The objective of model selection is to find the network architecture with the best generalization properties. We want to improve the final selection error obtained before (0.209 NSE).

The best selection error is achieved using a model whose complexity is the most appropriate to produce an adequate data fit. Consequently, order selection algorithms are responsible for finding the optimal number of perceptrons in the neural network.

As we can see, the final training error always decreases with the number of neurons. However, the final selection error takes a minimum value at some point. Here, the optimal number of neurons is 8, corresponding to a 0.0974 selection error.

The following figure shows the optimal network architecture for this application.

6. Testing analysis

The objective of the testing analysis is to validate the generalization performance of the trained neural network. During this process, the testing phase involves comparing the values provided by this technique to the observed values.

A standard testing technique in approximation problems is to perform a linear regression analysis between the predicted and the real values using an independent testing set. The next figure illustrates a graphical output provided by this testing analysis.

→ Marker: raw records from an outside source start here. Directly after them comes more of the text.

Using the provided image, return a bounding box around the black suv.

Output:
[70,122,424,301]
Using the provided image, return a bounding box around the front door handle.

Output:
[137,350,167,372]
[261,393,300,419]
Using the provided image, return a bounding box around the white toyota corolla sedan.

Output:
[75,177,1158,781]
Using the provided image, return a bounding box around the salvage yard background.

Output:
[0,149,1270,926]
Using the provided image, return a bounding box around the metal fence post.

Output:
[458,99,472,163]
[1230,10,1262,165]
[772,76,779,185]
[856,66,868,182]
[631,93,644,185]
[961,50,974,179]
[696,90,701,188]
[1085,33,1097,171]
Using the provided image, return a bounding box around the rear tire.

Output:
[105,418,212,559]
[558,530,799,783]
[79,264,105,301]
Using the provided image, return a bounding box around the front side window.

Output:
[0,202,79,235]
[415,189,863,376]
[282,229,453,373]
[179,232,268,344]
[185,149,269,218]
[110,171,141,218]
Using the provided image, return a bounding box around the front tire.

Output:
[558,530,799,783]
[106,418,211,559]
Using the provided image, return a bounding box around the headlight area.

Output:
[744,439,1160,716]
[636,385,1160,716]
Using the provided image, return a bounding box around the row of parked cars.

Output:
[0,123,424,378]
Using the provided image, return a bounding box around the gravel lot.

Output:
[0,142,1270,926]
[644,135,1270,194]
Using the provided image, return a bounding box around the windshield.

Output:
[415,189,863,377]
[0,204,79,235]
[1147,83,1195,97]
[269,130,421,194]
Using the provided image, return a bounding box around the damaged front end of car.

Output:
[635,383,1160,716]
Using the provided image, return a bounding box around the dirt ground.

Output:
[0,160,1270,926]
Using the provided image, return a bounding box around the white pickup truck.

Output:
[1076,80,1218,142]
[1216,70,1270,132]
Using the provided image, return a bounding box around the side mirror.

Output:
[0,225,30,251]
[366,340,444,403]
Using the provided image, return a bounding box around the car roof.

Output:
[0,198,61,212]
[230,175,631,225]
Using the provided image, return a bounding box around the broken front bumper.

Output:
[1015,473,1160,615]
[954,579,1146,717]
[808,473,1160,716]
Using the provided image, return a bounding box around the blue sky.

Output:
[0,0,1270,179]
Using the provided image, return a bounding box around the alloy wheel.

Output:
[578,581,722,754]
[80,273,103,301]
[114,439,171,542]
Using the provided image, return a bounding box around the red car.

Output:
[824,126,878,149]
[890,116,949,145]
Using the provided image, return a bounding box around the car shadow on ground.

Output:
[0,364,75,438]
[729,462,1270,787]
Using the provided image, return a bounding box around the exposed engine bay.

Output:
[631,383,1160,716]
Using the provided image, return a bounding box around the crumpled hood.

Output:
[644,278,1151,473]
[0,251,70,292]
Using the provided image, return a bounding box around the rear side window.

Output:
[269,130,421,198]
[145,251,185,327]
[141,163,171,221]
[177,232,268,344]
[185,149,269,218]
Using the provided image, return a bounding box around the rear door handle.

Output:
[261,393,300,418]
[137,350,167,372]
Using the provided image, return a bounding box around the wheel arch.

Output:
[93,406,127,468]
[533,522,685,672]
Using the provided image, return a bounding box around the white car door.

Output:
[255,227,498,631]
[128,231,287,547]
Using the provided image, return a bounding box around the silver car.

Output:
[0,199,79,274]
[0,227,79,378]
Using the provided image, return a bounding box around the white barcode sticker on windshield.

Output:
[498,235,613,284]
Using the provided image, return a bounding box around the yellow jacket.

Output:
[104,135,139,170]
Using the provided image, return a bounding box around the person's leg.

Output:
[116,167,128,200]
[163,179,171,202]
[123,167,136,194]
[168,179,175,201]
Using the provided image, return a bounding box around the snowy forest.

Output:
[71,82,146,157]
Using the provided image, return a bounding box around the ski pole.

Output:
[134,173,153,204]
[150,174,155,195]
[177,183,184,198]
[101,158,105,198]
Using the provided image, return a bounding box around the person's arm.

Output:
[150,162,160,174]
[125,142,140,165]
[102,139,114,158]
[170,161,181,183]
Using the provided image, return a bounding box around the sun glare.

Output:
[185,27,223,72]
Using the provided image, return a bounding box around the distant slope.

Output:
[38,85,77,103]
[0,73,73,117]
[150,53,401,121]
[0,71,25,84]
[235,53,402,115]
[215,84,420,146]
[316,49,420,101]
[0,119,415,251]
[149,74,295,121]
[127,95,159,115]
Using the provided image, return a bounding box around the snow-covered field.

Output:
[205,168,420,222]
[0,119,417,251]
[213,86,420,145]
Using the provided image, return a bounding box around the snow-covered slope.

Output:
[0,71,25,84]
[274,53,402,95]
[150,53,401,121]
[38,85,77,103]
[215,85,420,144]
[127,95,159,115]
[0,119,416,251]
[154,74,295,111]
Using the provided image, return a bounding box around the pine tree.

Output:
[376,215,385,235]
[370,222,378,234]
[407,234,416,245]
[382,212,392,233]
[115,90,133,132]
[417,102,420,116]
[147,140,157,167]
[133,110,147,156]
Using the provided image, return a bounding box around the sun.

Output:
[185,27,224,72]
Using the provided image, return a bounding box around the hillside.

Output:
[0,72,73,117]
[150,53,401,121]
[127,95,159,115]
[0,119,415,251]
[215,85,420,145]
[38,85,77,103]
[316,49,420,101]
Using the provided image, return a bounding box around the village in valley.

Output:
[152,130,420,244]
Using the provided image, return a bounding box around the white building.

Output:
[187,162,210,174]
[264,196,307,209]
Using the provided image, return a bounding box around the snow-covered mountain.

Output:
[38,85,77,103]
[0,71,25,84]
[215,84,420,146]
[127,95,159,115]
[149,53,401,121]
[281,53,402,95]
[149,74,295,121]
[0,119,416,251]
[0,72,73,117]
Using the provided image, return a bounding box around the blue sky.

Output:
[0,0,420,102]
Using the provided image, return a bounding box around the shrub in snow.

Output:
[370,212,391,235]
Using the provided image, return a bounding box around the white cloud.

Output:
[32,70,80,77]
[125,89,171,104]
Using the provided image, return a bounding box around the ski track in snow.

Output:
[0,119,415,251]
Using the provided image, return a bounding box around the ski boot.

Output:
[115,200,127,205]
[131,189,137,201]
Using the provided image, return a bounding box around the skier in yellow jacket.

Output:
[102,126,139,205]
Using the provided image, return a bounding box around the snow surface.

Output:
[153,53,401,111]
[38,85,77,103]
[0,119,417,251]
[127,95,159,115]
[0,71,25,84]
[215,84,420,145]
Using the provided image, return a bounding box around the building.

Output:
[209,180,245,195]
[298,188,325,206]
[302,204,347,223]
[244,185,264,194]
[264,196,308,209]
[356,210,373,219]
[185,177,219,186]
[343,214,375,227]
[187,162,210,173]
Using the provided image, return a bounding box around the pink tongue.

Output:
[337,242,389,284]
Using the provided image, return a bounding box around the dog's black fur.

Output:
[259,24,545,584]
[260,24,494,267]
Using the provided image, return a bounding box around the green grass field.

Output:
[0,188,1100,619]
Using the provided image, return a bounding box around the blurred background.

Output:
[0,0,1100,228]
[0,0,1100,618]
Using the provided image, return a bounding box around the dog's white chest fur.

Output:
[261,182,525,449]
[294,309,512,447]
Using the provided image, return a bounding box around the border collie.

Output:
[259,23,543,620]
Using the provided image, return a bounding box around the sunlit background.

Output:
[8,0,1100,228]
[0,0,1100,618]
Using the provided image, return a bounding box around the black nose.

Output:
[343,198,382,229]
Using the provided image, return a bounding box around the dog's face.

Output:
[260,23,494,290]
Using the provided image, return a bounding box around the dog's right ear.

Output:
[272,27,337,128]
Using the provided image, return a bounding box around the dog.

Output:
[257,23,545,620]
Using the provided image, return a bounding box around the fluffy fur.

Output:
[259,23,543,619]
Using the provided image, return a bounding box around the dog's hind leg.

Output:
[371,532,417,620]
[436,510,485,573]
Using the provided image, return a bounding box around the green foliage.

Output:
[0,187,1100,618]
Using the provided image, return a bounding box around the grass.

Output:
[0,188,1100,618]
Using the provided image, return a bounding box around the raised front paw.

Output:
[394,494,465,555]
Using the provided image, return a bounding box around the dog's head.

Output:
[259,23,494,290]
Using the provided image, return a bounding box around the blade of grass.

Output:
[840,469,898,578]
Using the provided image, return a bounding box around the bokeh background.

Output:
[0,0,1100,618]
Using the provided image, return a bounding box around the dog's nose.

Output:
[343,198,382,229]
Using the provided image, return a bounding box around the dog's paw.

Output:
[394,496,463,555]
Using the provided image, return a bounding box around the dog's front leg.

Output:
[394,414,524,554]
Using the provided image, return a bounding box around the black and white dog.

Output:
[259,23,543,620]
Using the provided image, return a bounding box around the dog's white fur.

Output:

From the above chart, we can see that the neural network is predicting the entire range of car price data well. The correlation value is R2 = 0.937, indicating the model has a reliable prediction capability.

7. Model deployment

The model is now ready to estimate the price of a certain car with satisfactory quality over the same data range.

We can plot a directional output of the neural network to see how the price varies with a given input for all other inputs fixed. The next plot shows the car price as a function of the engine size through the following point:

  • symboling: 2
  • fuel_type: “Diesel”.
  • aspiration: “turbo”.
  • drive_wheel: “rwd”.
  • wheel_base: 98.8 in.
  • car_length: 174 in.
  • car_width: 65.9 in.
  • car_height: 53.7 in.
  • curb_weight: 2560 lb.
  • engine_type: “dohc”.
  • cylinder_number: 4.
  • engine_size: 127 cc.
  • bore_ratio: 3.33.
  • stroke: 3.26 in.
  • compression_ratio: 10.1.
  • horse_power: 104 hp.
  • peak_rpm: 5130 rpm.
  • city_mpg: 25.2 mpg.
  • highway_mpg: 30.8 mpg.

The car_price.py contains the Python code for the car price.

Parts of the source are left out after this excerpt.